Once that’s done, import the stopwords module and print the first few from the English language:

from nltk.corpus import stopwords

stop_words = stopwords.words("english")
stop_words[:10]
Image 10 - First 10 English stop words (image by author)

Image 10 - First 10 English stop words (image by author)

So, what’s next? We’ll want to modify the preprocess_words() function to exclude the stop words. Add another line to it so only words that aren’t an empty string and stop words are kept:

def preprocess_word(word: str):
    return re.sub("[^A-Za-z0-9]+", "", word.lower())

def preprocess_words(words: str):
    preprocessed = [preprocess_word(word) for word in words.split()]
    return [word for word in preprocessed if word not in stop_words and word != ""]
    

preprocess_words("The Project Gutenberg eBook of Millions from Waste, by Frederick A.")
Image 11 - First book sentence without stop words (image by author)

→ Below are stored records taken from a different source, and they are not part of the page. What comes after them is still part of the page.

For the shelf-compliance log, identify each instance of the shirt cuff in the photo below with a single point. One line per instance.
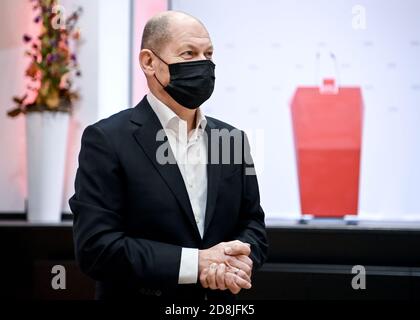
(188, 270)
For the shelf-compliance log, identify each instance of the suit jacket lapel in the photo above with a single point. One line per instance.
(213, 174)
(145, 135)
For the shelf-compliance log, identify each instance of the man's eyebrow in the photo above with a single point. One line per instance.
(191, 46)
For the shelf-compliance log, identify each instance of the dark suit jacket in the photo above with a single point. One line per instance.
(132, 215)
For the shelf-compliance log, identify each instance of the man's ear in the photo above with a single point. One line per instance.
(146, 62)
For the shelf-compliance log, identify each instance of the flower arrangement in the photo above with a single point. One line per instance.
(53, 61)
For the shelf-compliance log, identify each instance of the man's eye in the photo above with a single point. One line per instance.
(188, 53)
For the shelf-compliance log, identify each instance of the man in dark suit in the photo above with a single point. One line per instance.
(166, 200)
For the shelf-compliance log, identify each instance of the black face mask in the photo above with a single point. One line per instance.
(191, 83)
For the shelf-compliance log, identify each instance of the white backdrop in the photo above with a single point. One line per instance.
(264, 49)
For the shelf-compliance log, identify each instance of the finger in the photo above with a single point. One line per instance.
(236, 247)
(246, 260)
(203, 278)
(239, 273)
(220, 277)
(236, 263)
(231, 284)
(211, 276)
(242, 283)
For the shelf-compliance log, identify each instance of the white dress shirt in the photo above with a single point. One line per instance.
(191, 155)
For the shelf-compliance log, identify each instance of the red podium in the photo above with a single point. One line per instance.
(327, 125)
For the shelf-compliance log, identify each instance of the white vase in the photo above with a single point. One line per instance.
(46, 140)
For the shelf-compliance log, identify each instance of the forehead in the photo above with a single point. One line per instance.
(186, 33)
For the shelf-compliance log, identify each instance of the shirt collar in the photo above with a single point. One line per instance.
(169, 119)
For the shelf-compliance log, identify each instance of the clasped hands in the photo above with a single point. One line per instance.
(226, 266)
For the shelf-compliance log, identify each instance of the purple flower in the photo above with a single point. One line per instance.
(27, 38)
(51, 58)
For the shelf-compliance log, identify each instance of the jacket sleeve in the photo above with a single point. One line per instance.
(251, 225)
(103, 250)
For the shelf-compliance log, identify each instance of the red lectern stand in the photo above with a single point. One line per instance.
(327, 125)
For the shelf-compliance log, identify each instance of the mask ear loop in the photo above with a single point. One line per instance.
(155, 73)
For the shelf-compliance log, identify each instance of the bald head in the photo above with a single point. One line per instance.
(158, 30)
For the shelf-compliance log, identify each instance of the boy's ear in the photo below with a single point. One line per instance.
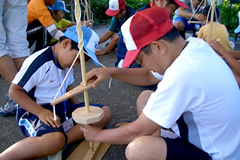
(66, 42)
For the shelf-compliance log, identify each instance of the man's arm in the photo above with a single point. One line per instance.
(135, 76)
(122, 135)
(233, 63)
(18, 94)
(108, 34)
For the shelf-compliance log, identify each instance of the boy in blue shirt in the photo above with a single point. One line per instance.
(34, 87)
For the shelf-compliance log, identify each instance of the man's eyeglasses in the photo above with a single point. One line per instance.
(145, 50)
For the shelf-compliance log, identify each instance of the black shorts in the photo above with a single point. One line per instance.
(178, 149)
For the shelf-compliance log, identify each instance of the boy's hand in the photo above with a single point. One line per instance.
(90, 132)
(47, 117)
(97, 75)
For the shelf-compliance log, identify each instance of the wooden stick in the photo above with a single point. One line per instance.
(82, 59)
(212, 14)
(71, 93)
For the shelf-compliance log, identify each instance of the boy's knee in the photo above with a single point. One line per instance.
(58, 139)
(134, 149)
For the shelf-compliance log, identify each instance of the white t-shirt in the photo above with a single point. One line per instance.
(200, 90)
(41, 78)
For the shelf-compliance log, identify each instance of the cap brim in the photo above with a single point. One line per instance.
(111, 13)
(181, 4)
(130, 57)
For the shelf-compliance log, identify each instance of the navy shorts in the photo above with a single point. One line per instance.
(31, 126)
(178, 149)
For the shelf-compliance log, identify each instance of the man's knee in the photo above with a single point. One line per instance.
(57, 140)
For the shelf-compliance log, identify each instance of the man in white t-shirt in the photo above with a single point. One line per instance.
(197, 99)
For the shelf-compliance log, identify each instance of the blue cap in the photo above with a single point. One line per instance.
(90, 40)
(59, 5)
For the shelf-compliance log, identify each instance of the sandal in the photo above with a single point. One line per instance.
(9, 108)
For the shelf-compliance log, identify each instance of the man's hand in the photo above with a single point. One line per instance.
(217, 47)
(199, 17)
(99, 52)
(90, 132)
(98, 75)
(47, 117)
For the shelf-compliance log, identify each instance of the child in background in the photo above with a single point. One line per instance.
(35, 86)
(57, 12)
(231, 57)
(219, 31)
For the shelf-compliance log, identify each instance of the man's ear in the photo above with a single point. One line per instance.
(159, 47)
(66, 43)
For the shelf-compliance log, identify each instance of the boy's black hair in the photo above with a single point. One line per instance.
(170, 36)
(216, 13)
(74, 45)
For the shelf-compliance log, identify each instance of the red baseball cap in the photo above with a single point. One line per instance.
(115, 7)
(142, 29)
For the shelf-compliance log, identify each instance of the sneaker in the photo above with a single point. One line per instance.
(9, 108)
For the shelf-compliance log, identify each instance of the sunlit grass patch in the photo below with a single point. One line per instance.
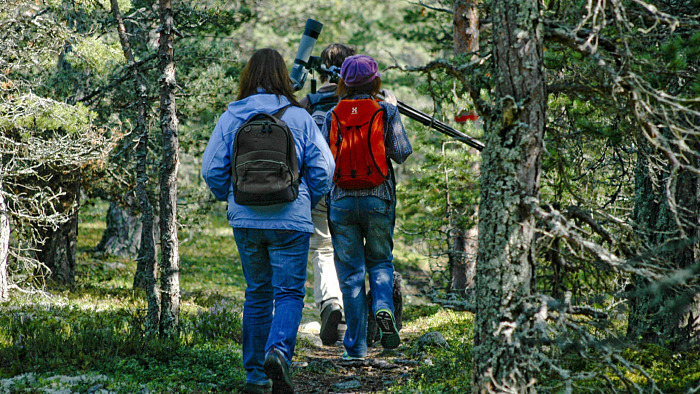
(441, 370)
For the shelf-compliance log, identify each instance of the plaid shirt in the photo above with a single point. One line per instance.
(398, 148)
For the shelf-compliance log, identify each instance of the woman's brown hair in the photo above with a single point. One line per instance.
(266, 70)
(371, 88)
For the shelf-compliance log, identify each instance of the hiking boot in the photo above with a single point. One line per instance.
(342, 327)
(331, 317)
(252, 388)
(347, 357)
(277, 369)
(387, 327)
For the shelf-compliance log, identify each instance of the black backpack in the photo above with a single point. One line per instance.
(320, 103)
(264, 165)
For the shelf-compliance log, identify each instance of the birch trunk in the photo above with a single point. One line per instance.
(170, 260)
(4, 245)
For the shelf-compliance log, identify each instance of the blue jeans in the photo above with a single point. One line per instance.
(362, 229)
(274, 266)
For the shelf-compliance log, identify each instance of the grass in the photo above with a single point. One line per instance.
(91, 336)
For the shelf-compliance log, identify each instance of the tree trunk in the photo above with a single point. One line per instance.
(667, 314)
(170, 260)
(59, 249)
(462, 262)
(146, 269)
(465, 26)
(510, 178)
(122, 236)
(4, 244)
(458, 261)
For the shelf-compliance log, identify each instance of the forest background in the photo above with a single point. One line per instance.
(561, 258)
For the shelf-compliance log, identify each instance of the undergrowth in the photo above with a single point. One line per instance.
(91, 336)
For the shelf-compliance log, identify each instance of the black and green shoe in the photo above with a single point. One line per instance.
(387, 327)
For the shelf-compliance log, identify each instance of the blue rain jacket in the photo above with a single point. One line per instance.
(312, 152)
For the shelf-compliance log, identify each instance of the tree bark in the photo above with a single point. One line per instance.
(4, 244)
(170, 260)
(59, 248)
(667, 314)
(510, 179)
(465, 40)
(146, 267)
(123, 233)
(465, 26)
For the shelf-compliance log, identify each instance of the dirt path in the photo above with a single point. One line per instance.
(320, 369)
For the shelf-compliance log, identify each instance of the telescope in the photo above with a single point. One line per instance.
(300, 68)
(304, 62)
(427, 120)
(333, 74)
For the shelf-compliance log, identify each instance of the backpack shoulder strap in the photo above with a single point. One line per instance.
(281, 112)
(321, 98)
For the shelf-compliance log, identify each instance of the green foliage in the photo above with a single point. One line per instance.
(40, 115)
(442, 370)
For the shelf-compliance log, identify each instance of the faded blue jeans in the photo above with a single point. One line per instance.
(363, 230)
(274, 266)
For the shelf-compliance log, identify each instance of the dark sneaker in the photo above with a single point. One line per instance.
(252, 388)
(331, 316)
(347, 357)
(387, 327)
(277, 369)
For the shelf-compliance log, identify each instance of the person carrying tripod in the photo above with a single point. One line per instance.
(327, 295)
(364, 135)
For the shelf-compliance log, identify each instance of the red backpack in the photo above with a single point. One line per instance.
(357, 144)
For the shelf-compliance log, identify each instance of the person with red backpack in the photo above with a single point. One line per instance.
(364, 135)
(327, 295)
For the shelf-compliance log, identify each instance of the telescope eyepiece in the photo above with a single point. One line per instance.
(300, 68)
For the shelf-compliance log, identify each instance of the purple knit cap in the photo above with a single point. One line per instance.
(358, 70)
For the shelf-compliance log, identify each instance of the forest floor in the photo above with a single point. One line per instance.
(320, 369)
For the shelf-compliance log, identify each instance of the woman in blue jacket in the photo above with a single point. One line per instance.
(273, 241)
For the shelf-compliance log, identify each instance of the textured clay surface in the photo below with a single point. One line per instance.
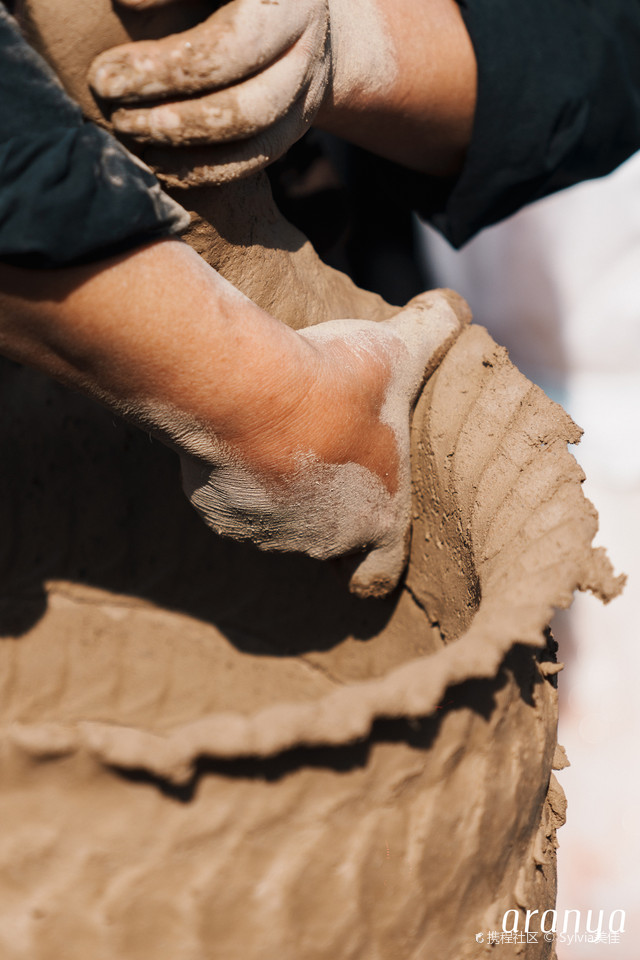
(212, 753)
(209, 753)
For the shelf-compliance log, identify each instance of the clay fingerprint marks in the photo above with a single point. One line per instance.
(506, 588)
(500, 446)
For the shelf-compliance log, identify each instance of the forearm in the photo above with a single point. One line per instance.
(420, 112)
(154, 333)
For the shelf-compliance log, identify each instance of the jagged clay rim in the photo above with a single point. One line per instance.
(414, 689)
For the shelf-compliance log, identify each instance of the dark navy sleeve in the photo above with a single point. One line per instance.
(69, 192)
(558, 103)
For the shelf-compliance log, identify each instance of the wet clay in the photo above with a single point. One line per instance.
(236, 227)
(208, 752)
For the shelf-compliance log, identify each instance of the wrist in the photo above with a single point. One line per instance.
(420, 112)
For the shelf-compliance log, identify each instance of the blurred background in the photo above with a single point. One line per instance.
(559, 285)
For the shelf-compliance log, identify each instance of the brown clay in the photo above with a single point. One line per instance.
(209, 752)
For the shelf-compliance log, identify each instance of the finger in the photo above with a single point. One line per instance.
(241, 38)
(145, 4)
(195, 166)
(428, 325)
(236, 113)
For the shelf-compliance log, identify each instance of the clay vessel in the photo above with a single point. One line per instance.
(208, 752)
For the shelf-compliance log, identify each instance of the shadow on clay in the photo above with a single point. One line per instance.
(90, 500)
(418, 733)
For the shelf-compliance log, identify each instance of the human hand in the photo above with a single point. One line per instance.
(334, 478)
(250, 79)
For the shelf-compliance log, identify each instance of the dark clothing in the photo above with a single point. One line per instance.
(558, 102)
(69, 192)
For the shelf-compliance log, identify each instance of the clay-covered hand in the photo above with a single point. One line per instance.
(335, 479)
(250, 79)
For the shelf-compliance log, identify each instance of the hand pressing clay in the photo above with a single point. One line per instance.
(253, 76)
(392, 76)
(337, 480)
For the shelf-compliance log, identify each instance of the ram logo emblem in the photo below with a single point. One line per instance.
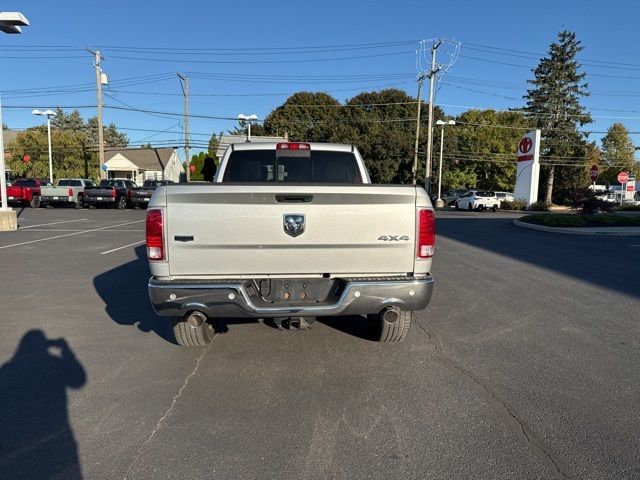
(293, 224)
(393, 238)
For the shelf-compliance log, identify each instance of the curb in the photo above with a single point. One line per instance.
(578, 230)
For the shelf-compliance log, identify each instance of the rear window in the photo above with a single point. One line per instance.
(70, 183)
(292, 167)
(26, 183)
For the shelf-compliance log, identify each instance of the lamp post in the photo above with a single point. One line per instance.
(10, 22)
(439, 201)
(48, 114)
(248, 118)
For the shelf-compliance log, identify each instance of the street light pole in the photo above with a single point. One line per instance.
(3, 178)
(50, 156)
(439, 201)
(48, 114)
(248, 118)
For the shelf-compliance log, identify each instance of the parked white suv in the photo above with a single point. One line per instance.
(478, 200)
(505, 196)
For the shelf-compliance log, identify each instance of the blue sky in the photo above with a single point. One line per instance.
(247, 75)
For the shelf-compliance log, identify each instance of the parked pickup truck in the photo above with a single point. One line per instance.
(289, 231)
(26, 190)
(112, 192)
(68, 191)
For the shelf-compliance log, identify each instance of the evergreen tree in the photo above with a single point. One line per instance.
(554, 106)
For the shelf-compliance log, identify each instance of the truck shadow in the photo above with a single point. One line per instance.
(124, 292)
(585, 258)
(37, 439)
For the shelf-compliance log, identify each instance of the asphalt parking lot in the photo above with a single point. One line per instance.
(524, 366)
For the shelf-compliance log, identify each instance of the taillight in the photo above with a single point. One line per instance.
(293, 146)
(155, 240)
(426, 233)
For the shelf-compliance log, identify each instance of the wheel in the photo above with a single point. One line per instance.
(187, 336)
(390, 331)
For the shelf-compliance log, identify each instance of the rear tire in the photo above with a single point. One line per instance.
(383, 331)
(187, 336)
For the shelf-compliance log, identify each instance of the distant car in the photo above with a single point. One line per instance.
(505, 196)
(478, 200)
(449, 197)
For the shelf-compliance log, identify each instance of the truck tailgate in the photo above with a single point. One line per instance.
(239, 230)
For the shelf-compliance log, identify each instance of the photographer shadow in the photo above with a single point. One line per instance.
(124, 292)
(37, 440)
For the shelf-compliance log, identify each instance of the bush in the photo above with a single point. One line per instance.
(539, 207)
(516, 204)
(628, 208)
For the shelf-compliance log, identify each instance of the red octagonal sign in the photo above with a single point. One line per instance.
(623, 177)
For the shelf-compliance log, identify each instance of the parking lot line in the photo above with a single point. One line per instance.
(77, 230)
(124, 246)
(52, 223)
(68, 234)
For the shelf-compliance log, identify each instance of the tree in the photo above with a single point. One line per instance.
(479, 154)
(305, 116)
(618, 153)
(69, 156)
(554, 106)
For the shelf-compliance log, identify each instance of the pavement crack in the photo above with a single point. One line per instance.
(558, 467)
(174, 401)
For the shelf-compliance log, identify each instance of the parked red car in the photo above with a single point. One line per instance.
(26, 190)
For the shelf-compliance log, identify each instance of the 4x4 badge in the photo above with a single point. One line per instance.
(293, 224)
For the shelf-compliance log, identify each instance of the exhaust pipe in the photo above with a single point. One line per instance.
(196, 319)
(390, 314)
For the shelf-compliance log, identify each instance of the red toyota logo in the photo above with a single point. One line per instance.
(525, 145)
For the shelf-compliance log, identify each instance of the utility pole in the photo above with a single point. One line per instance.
(184, 83)
(431, 75)
(96, 62)
(414, 170)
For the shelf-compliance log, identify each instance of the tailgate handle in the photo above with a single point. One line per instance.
(293, 198)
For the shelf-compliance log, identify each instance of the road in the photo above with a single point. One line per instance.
(525, 366)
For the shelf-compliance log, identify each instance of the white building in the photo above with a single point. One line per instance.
(139, 164)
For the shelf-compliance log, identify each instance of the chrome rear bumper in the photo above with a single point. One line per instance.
(233, 299)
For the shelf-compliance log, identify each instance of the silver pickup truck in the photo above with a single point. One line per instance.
(68, 191)
(289, 232)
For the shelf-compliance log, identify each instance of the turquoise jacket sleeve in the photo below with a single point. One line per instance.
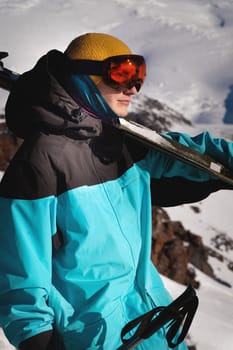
(25, 260)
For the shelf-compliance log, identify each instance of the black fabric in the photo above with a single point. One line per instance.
(61, 139)
(49, 340)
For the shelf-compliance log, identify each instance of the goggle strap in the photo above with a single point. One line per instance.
(86, 67)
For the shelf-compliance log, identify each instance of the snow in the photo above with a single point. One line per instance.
(188, 48)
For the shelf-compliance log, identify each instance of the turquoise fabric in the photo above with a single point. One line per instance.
(103, 276)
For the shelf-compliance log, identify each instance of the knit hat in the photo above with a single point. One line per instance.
(97, 47)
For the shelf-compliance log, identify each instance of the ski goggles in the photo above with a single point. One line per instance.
(124, 71)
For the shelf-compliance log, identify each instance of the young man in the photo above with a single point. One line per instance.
(75, 207)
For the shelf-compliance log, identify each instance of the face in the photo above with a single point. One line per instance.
(118, 100)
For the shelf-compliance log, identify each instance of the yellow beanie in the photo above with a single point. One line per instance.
(97, 47)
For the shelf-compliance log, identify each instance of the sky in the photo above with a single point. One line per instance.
(189, 53)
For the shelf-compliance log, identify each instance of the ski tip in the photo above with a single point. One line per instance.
(3, 54)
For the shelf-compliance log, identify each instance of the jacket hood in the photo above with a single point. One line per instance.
(38, 102)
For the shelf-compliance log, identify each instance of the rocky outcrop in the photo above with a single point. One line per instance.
(175, 249)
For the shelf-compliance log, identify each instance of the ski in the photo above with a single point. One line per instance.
(158, 142)
(148, 137)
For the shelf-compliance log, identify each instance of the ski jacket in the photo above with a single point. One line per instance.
(75, 218)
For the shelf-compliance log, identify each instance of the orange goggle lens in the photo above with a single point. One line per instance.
(125, 71)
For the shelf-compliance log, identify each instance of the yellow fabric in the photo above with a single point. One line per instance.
(97, 47)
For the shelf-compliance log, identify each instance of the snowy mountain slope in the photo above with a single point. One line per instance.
(187, 43)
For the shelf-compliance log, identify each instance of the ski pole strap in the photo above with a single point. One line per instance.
(180, 311)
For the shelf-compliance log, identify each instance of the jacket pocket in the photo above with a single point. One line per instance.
(104, 334)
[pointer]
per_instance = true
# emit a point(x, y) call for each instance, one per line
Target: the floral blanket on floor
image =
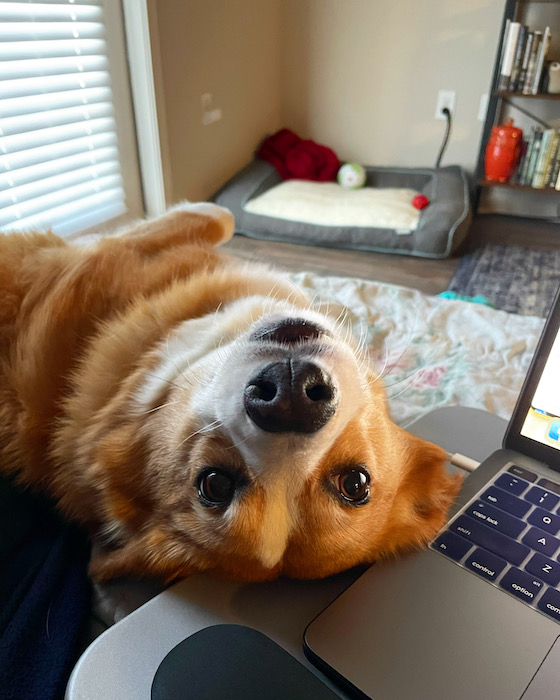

Image 11 - First book sentence without stop words (image by author)

Much cleaner output this time. We don’t get any gibberish as the last time. The only step remaining is to calculate and sort word counts again. The code is the same as before:

book = sc.textFile("file:///Users/dradecic/Desktop/millions_from_waste.txt")

words = book.flatMap(preprocess_words)
word_counts = words.map(lambda x: (x, 1)).reduceByKey(lambda x, y: x + y)
word_counts_sorted = word_counts.map(lambda x: (x[1], x[0])).sortByKey(False)
word_counts_sorted.collect()[:10]
Image 12 - Word counts in Spark without stop words (image by author)

Image 12 - Word counts in Spark without stop words (image by author)

We’ve only printed the top 10 words, but you get the point - the output is much cleaner this time. Feel free to explore other words, and maybe even display their frequencies on a chart.


Summary of Word Counts in Apache Spark

Today you’ve learned how to solve the most popular MapReduce problem with Python and Spark using only the RDD syntax. The entire thing is stupidly simple, but you can (and should) enrich the solution by preprocessing each word and excluding the most common ones.